Inondata da un sole caldo in primavera e in estate o avvolta da nebbie quasi impenetrabili in autunno – inverno era per lei un luogo vietato. Aveva perciò ideato un percorso protetto: scendeva da casa sua, svoltava verso destra e camminando rapidamente sotto i portici, raggiungeva il negozio dei fratelli Ferrari poi, svoltando a sinistra ad angolo retto passava sotto il voltone, infilava i portici del castello e attraversava in fretta la stradina che portava dalle suore. Si riparava di nuovo sotto i portici fino alla canonica, protetta dalle basse volte di pietra. Poco oltre c’era il piazzale della chiesa ma non lo raggiungeva mai perché il suo negozio si trovava nell’ultimo arco di portici, prima dei tre gradini che danno accesso al piazzale della chiesa.

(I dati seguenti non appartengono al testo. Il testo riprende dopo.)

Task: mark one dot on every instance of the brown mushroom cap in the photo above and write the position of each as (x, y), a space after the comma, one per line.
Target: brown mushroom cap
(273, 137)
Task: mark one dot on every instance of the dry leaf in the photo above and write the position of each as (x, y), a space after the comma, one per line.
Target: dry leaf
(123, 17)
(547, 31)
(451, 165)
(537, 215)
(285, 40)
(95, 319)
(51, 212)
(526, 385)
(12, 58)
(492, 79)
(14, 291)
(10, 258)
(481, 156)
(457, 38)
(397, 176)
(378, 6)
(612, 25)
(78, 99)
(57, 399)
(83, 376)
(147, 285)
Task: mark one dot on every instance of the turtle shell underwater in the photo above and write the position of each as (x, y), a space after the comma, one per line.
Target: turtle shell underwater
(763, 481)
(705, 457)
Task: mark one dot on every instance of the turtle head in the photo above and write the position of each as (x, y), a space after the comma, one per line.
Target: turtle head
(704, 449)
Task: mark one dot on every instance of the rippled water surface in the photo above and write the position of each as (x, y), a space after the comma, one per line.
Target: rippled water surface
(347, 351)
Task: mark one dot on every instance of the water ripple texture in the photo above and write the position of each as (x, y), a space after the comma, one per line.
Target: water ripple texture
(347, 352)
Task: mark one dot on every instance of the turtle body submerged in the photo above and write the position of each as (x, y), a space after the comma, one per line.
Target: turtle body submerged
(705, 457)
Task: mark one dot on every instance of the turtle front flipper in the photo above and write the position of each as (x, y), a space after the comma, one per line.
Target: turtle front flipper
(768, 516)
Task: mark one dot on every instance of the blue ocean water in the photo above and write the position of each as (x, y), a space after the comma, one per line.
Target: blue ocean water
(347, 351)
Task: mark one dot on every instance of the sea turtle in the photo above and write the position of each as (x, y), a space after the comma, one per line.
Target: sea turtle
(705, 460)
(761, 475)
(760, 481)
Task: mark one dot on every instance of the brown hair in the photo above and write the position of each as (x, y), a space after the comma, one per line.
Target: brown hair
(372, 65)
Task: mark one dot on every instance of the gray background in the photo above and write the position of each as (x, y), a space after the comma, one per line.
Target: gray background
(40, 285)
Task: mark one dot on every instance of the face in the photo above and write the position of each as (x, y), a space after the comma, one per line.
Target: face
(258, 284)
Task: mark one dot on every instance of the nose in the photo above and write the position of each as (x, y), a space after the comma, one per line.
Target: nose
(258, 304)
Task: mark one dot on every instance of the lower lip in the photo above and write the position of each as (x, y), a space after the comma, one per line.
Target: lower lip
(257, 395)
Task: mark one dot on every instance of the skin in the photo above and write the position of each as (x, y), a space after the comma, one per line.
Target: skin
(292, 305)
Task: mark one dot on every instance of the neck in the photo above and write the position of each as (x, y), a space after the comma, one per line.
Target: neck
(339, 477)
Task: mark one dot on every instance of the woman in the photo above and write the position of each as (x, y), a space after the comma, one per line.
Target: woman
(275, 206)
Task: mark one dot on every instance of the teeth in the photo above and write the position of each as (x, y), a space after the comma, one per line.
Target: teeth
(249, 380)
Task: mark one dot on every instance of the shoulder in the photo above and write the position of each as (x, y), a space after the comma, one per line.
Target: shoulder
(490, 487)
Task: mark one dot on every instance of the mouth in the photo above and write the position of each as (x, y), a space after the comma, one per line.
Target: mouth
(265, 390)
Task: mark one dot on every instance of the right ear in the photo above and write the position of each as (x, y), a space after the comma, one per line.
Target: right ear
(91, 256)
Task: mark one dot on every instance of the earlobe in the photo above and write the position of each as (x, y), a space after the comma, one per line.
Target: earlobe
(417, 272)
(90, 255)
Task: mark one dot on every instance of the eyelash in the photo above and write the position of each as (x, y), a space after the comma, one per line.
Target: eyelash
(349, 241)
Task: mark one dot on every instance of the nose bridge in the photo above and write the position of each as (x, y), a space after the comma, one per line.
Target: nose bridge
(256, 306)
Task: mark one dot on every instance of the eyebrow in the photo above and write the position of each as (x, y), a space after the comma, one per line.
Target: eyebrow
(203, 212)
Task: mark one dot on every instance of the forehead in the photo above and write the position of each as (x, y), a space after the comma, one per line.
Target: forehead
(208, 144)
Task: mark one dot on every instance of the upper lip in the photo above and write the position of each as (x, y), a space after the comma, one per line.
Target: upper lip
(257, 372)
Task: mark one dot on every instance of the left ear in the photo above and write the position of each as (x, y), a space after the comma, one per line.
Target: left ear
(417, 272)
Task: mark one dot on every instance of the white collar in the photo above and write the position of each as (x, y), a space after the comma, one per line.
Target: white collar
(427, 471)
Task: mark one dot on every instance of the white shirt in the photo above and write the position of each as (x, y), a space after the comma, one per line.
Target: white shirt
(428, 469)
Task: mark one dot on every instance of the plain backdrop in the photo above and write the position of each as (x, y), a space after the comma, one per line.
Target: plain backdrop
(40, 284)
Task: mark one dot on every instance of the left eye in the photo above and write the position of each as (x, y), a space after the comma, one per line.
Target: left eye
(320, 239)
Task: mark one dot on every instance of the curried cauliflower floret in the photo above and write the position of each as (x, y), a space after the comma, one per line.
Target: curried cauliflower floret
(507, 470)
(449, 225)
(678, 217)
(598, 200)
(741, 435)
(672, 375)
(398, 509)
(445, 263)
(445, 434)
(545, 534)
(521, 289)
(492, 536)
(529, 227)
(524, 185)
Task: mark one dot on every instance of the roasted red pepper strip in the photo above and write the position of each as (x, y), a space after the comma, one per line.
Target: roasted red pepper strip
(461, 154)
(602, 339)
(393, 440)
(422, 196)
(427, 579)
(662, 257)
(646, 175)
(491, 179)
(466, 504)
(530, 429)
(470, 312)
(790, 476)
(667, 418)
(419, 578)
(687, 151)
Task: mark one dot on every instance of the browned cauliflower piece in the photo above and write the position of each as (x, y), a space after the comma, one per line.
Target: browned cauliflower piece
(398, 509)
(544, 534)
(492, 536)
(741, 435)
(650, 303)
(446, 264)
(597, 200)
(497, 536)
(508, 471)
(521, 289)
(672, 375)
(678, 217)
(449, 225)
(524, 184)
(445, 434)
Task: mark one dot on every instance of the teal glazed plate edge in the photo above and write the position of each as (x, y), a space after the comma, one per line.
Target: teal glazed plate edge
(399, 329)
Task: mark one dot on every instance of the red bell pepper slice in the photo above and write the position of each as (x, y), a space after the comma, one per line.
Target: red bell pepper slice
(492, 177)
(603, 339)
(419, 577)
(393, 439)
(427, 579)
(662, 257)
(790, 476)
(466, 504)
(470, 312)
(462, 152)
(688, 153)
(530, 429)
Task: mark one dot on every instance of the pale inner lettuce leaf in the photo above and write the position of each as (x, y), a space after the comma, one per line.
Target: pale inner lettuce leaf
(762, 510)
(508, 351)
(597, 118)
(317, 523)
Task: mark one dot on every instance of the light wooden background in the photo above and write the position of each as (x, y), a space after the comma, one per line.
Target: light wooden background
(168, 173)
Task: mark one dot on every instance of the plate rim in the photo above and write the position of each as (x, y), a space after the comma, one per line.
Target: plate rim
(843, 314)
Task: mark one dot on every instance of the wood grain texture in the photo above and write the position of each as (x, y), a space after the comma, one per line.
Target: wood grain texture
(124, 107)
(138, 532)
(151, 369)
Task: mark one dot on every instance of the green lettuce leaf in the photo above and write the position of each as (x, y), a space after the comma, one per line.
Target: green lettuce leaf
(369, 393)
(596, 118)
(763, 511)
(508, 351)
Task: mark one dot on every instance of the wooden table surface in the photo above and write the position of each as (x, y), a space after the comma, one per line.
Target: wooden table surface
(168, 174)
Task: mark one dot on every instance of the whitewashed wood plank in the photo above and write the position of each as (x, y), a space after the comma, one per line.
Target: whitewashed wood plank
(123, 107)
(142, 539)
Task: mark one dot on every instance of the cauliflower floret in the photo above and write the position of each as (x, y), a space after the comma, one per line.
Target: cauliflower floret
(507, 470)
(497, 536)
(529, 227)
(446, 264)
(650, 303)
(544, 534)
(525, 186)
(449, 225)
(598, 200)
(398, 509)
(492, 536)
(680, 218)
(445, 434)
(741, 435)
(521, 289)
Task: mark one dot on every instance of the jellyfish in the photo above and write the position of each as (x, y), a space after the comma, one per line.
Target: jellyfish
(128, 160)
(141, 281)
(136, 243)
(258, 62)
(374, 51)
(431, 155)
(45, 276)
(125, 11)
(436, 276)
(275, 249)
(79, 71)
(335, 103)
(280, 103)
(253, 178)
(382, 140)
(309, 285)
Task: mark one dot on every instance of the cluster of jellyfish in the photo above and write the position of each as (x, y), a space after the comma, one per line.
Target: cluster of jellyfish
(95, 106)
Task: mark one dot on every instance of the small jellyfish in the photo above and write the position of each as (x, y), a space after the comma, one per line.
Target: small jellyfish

Noi ragazzi, curiosi, assistevamo a quel pellegrinaggio che avveniva più volte al giorno. All’uscita dalla Dottrina o spediti in missione dalla mamma per qualche acquisto alimentare dai “Battaglina”, ci nascondevamo dietro le colonne e aspettavamo i suoi movimenti così precisi, così ripetitivi, un gioco il cui significato ci sfuggiva ma che aveva il fascino del mistero.